A Present for You: compare relationships in Power BI models

I’ve had to compare relationships in big models a lot, so I made a Power BI template to make it easy for me. Now, I share this tool with you.

screenshot of Compare Relationships.pbit tables. Described in text

This template file will get the relationships from 1 or two files. Then, it compares the relationships from the first file to the second file. Since a relationship could have either table as a first or a second table, I index the table and remove duplicates after comparing.

power-bi-metadata/Compare Relationships.pbit at master · fpk3/power-bi-metadata (github.com)

Tool to get/compare relationships from an open Power BI Desktop file using DAX Studio.

(1) Open a report in Power BI Desktop.

(2) Open DAX Studio and connect to the open report.

PARAMETERS:

(a) localhost is displayed in the bottom frame of DAX Studio. Type the numbers following localhost.

OR get XMLA connection beginning with powerbi:// in Premium tab of dataset settings

(b) catalog_name is a text value, which can be found by running this query in DAX Studio and using the result: SELECT [CATALOG_NAME] FROM $SYSTEM.DBSCHEMA_CATALOGS

(c) for second model repeat the steps. If no second model, then leave both fields blank.

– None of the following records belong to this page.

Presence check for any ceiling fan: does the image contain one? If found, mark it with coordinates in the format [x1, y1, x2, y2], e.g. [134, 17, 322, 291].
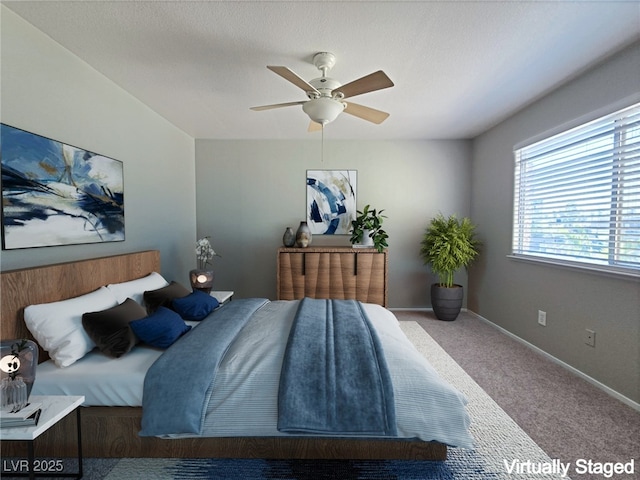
[251, 52, 393, 132]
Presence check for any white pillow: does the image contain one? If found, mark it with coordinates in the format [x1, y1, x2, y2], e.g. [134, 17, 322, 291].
[107, 272, 169, 306]
[24, 287, 118, 367]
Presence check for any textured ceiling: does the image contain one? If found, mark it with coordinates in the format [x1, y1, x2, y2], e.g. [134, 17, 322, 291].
[2, 0, 640, 139]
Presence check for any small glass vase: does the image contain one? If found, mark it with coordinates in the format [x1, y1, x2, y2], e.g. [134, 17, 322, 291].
[296, 222, 313, 248]
[0, 377, 27, 412]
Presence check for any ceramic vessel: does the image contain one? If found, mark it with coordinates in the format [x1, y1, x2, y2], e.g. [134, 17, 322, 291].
[282, 227, 296, 247]
[189, 268, 213, 293]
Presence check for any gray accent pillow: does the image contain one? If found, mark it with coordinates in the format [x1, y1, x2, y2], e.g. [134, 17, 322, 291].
[142, 282, 191, 315]
[82, 298, 147, 358]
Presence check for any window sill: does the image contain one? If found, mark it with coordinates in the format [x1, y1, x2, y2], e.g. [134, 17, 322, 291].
[507, 254, 640, 281]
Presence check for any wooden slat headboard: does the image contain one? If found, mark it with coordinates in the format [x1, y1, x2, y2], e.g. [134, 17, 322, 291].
[0, 250, 160, 353]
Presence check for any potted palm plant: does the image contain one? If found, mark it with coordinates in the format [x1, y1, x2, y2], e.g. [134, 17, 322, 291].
[420, 214, 480, 320]
[351, 205, 389, 252]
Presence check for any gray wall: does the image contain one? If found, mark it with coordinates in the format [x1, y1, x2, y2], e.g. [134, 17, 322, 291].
[469, 44, 640, 402]
[0, 6, 196, 282]
[196, 138, 470, 307]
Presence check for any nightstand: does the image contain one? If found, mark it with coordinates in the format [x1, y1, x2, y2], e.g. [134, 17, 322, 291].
[209, 290, 234, 306]
[0, 395, 84, 478]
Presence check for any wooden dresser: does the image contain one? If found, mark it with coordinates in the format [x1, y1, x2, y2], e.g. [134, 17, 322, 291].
[277, 247, 387, 307]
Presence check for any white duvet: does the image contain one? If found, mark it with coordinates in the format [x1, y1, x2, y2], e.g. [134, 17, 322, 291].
[33, 300, 473, 448]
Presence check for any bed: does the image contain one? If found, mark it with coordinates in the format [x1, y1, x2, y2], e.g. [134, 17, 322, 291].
[1, 251, 470, 460]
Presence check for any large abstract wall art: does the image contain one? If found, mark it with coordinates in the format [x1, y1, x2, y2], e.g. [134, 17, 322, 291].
[307, 170, 357, 235]
[0, 124, 124, 250]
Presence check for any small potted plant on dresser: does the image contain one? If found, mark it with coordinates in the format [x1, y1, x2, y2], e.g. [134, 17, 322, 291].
[350, 205, 389, 252]
[420, 214, 480, 321]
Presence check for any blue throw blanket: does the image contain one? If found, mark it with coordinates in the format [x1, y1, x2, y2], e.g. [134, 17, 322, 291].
[278, 298, 397, 436]
[140, 298, 268, 436]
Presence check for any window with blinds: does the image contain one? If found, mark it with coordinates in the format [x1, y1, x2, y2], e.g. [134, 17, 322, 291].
[513, 103, 640, 276]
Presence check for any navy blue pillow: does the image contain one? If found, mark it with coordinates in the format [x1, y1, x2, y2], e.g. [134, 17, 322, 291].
[129, 307, 191, 348]
[171, 290, 219, 322]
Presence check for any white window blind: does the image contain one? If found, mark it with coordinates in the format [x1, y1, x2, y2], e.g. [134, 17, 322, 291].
[513, 103, 640, 274]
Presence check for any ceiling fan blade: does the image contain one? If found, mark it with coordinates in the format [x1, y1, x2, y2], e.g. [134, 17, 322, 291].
[267, 65, 320, 95]
[307, 120, 322, 133]
[331, 70, 393, 98]
[249, 100, 308, 112]
[344, 102, 389, 124]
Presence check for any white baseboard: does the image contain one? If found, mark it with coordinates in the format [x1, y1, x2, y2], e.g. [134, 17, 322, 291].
[464, 309, 640, 412]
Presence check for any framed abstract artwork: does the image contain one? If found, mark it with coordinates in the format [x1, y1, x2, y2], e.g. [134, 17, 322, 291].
[307, 170, 358, 235]
[0, 124, 124, 250]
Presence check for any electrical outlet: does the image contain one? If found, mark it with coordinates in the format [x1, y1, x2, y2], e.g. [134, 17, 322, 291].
[538, 310, 547, 327]
[584, 328, 596, 347]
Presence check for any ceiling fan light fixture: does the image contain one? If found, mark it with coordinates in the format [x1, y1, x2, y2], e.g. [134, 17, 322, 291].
[302, 97, 345, 125]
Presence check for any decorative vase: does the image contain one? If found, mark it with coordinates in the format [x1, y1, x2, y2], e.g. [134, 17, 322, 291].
[189, 268, 213, 293]
[296, 222, 313, 248]
[431, 283, 464, 322]
[360, 228, 373, 247]
[282, 227, 296, 247]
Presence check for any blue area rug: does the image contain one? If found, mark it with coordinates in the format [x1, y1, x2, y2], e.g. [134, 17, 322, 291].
[107, 451, 499, 480]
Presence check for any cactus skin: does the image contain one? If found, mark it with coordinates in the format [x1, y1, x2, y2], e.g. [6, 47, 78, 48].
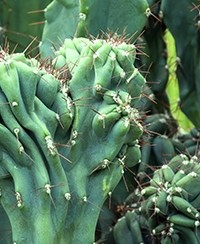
[0, 38, 145, 244]
[114, 154, 200, 244]
[40, 0, 150, 58]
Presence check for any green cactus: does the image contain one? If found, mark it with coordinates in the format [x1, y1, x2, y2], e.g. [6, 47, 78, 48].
[113, 154, 200, 244]
[161, 0, 200, 128]
[0, 35, 145, 244]
[40, 0, 151, 57]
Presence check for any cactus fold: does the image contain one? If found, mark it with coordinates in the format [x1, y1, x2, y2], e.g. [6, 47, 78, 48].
[0, 38, 145, 244]
[40, 0, 150, 57]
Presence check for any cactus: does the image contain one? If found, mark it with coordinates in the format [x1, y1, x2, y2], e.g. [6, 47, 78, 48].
[0, 35, 145, 243]
[161, 0, 200, 128]
[40, 0, 151, 58]
[113, 154, 200, 244]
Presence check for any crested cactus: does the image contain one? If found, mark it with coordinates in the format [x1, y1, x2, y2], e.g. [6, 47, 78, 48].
[0, 35, 145, 244]
[40, 0, 151, 57]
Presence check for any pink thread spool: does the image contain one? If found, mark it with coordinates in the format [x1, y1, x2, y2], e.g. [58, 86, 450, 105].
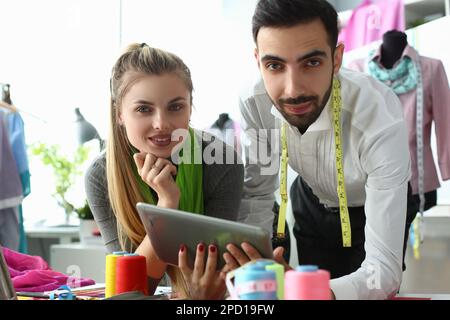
[284, 265, 331, 300]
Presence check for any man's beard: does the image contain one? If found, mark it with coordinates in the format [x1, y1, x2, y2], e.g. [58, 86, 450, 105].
[274, 77, 333, 134]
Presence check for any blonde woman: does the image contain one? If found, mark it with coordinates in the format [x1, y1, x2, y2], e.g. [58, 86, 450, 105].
[85, 44, 243, 299]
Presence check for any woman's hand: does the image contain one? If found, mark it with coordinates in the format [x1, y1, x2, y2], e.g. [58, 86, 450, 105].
[133, 152, 180, 209]
[178, 243, 228, 300]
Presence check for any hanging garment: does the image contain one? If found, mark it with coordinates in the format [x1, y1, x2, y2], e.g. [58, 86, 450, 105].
[338, 0, 405, 51]
[0, 111, 23, 250]
[0, 112, 23, 209]
[6, 112, 31, 253]
[349, 45, 450, 194]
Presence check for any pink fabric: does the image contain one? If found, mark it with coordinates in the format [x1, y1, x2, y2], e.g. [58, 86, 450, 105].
[349, 46, 450, 194]
[2, 248, 95, 292]
[339, 0, 405, 51]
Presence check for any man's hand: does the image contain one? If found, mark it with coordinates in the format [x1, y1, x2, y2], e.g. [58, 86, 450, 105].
[178, 243, 227, 300]
[223, 242, 292, 271]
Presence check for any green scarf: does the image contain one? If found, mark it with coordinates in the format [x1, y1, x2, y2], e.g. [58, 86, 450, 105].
[131, 128, 204, 214]
[369, 56, 417, 95]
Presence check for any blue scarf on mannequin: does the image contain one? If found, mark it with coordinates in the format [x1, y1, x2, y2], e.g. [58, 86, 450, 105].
[369, 56, 417, 95]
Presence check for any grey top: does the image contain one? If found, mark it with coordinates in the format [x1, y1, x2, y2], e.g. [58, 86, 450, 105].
[85, 132, 244, 253]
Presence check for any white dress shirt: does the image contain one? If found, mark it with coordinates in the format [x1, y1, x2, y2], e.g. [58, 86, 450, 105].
[239, 69, 410, 299]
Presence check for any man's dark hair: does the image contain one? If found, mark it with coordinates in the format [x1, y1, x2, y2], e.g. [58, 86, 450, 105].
[252, 0, 338, 51]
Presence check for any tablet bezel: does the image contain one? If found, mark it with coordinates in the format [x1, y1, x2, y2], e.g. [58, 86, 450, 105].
[136, 202, 273, 270]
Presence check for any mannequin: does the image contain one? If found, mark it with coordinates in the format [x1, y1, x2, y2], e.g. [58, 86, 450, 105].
[381, 30, 408, 69]
[380, 30, 437, 210]
[212, 113, 231, 130]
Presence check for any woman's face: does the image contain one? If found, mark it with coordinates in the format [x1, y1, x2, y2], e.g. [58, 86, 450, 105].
[119, 73, 191, 158]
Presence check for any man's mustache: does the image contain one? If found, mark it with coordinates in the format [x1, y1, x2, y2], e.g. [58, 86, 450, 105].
[278, 96, 318, 105]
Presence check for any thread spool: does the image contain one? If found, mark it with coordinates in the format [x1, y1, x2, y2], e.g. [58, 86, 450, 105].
[116, 254, 148, 295]
[105, 251, 127, 298]
[284, 265, 331, 300]
[234, 264, 277, 300]
[256, 260, 284, 300]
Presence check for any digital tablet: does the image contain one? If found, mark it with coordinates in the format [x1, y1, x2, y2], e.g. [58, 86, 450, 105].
[136, 202, 273, 270]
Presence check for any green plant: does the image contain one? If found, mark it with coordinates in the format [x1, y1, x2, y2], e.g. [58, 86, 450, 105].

• DAX Studio is available at https://daxstudio.org/

NOTE: Approve Native Queries when prompted.

IMPORTANT: Use Microsoft authentication for XMLA endpoint, and use Window authentication for localhost. If you use Microsoft authentication for XMLA, it will fail, and then you’ll have to figure out how to clear the credentials and start again.

Can’t load two PBIXs at the same time? Export .csv one at a time and then use this Excel file:

power-bi-metadata/Relationships Compare.xlsx at master · fpk3/power-bi-metadata (github.com)

Ways to use:

  • Open up two versions of a pbix file, get localhost and catalogname from DAX Studio and then open the template to compare two files.

  • Compare two files in premium workspaces using connection info in dataset settings.

  • Compare an open .pbix file with a published file in a premium workspace.

  • For big models, open one version at a time and export the Relationships.csv.

    • Then input the file name and location in Relationships Compare.xlsx to compare.